CPU times: user 1min 59s, sys: 3.19 s, total: 2min 2s
Wall time: 2min 3s

We can see that the AUC score is positive, which means that the classifier is performing better than chance.



In [91]:

    
savez("../../plots/bayes/logistic.regression.roc.npz",fpr,tpr)



In [92]:

    
print dummycompare(X,y,train,test,model.score(X[test],y[test]))









    



(0.071856287425090787, -2.5585184671321297)

Precision recall curve

Precision recall curves plot precision against recall.

Precision is the "fraction of retrieved instances which are relevant"
Recall is the "fraction of relevant instances which are retrieved"

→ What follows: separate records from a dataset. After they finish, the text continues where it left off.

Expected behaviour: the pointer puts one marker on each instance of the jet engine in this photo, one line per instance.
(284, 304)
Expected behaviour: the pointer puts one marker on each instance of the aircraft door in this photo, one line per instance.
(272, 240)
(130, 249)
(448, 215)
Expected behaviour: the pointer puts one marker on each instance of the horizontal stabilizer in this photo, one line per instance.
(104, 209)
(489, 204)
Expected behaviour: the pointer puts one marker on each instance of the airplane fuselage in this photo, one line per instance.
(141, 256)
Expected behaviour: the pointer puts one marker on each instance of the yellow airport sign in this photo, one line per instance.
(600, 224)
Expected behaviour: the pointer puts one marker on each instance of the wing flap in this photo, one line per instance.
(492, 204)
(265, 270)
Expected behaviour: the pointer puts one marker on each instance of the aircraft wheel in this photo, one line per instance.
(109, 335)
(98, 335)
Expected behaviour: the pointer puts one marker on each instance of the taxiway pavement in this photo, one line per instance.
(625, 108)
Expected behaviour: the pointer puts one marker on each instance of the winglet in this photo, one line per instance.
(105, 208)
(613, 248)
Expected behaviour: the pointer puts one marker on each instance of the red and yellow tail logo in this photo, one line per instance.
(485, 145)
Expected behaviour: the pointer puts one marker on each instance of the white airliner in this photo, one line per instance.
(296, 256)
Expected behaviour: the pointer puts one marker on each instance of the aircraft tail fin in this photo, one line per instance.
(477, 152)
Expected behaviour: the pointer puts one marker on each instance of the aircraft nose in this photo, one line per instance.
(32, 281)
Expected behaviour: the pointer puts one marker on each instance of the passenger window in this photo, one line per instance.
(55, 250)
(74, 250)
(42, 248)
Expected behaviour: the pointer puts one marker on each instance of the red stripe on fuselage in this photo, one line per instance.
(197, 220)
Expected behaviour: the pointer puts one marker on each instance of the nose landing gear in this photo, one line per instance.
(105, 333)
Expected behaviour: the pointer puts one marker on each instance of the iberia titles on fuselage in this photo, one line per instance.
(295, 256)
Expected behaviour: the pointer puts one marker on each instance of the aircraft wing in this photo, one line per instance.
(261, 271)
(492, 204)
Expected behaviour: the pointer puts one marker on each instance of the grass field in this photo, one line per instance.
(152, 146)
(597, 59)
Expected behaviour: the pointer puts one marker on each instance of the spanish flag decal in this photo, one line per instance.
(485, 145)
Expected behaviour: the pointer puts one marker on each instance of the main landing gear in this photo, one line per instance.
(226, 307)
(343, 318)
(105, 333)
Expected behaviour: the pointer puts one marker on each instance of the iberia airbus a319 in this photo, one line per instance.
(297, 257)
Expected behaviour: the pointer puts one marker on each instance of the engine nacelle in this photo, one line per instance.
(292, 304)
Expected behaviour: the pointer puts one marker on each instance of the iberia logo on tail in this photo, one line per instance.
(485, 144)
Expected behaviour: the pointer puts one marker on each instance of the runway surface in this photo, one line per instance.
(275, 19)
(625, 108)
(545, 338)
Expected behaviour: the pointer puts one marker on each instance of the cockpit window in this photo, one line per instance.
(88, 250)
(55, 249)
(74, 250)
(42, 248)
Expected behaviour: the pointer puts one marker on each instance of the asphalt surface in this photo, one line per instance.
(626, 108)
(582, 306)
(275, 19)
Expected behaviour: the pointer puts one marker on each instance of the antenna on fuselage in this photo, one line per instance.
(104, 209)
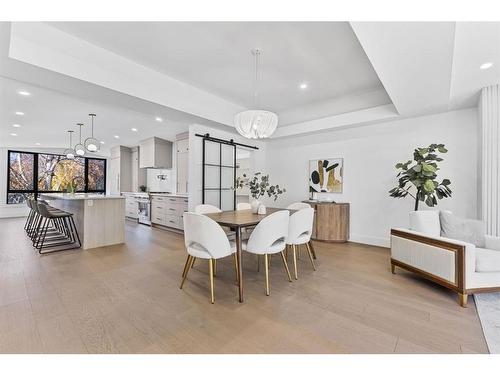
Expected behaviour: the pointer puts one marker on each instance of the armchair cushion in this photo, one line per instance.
(487, 260)
(467, 230)
(492, 243)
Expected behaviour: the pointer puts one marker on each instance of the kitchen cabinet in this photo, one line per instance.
(182, 166)
(155, 153)
(168, 211)
(120, 170)
(138, 174)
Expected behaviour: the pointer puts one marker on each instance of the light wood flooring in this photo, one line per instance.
(126, 299)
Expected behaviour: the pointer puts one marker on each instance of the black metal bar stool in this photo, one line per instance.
(54, 229)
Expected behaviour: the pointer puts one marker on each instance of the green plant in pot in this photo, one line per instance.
(418, 177)
(259, 186)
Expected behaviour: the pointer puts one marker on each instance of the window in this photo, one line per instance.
(30, 173)
(96, 175)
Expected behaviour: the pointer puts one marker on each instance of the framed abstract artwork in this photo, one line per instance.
(326, 175)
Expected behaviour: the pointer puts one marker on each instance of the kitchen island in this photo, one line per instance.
(99, 219)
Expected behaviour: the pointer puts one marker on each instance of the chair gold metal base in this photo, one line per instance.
(212, 271)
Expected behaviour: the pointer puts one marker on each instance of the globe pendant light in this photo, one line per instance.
(92, 144)
(256, 123)
(79, 148)
(69, 152)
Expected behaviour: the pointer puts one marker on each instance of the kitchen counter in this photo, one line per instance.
(79, 196)
(169, 195)
(99, 219)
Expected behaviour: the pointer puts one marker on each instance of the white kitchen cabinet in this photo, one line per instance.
(155, 153)
(120, 170)
(168, 211)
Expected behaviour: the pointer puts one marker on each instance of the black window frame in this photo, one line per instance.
(35, 191)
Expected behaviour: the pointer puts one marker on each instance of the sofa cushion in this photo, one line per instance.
(467, 230)
(487, 260)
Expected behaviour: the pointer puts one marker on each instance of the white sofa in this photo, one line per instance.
(454, 264)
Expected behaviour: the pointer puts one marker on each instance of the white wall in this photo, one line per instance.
(370, 153)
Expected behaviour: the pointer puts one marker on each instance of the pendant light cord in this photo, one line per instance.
(256, 53)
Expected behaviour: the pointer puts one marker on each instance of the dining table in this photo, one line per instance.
(236, 220)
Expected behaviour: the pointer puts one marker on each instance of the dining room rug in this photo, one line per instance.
(488, 309)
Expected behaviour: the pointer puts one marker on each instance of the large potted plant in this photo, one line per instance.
(418, 177)
(259, 186)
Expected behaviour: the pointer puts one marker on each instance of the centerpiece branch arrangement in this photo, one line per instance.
(259, 186)
(418, 177)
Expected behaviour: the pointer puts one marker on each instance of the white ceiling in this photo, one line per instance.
(358, 73)
(49, 114)
(215, 56)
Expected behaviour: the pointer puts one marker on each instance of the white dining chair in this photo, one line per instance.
(205, 239)
(299, 233)
(210, 209)
(298, 206)
(243, 206)
(269, 237)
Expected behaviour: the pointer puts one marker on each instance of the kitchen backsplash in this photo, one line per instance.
(159, 180)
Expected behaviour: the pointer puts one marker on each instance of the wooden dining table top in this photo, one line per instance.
(242, 218)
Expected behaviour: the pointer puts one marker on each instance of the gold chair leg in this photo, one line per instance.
(189, 265)
(186, 266)
(266, 262)
(235, 256)
(312, 249)
(462, 299)
(309, 252)
(286, 266)
(211, 272)
(294, 248)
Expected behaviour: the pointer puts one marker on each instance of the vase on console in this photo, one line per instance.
(255, 205)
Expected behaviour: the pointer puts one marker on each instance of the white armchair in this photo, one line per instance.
(454, 264)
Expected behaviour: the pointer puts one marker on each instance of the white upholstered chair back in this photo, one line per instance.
(426, 222)
(204, 238)
(243, 206)
(270, 234)
(300, 226)
(298, 206)
(206, 209)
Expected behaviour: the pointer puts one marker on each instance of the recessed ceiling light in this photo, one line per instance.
(486, 65)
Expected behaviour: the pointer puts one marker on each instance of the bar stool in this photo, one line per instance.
(54, 229)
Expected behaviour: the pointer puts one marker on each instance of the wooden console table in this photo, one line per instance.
(331, 221)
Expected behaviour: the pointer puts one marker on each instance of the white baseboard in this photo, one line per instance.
(368, 240)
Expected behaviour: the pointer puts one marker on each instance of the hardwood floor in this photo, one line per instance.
(126, 299)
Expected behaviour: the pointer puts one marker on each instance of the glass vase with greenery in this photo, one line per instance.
(418, 177)
(259, 186)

These are implemented in Scikit-learn.



In [21]:

    
def drawprecisionrecall(X,y,test,model):
    try:
        yscore = model.decision_function(X[test])
    except AttributeError:
        yscore = model.predict_proba(X[test])[:,1]
    precision,recall,_ = sklearn.metrics.precision_recall_curve(y[test],yscore)
    average_precision = sklearn.metrics.average_precision_score(y[test], yscore,
                                                         average="micro")
    plt.clf()
    plt.plot(recall,precision)
    plt.xlim([0.0, 1.0])
    plt.ylim([0.0, 1.05])
    plt.xlabel('Recall')
    plt.ylabel('Precision')
    plt.title('Precision-Recall curve, AUC: {0:0.2f}'.format(average_precision))
    plt.show()
    return precision, recall



In [99]:

    
precision,recall = drawprecisionrecall(X,y,test,model)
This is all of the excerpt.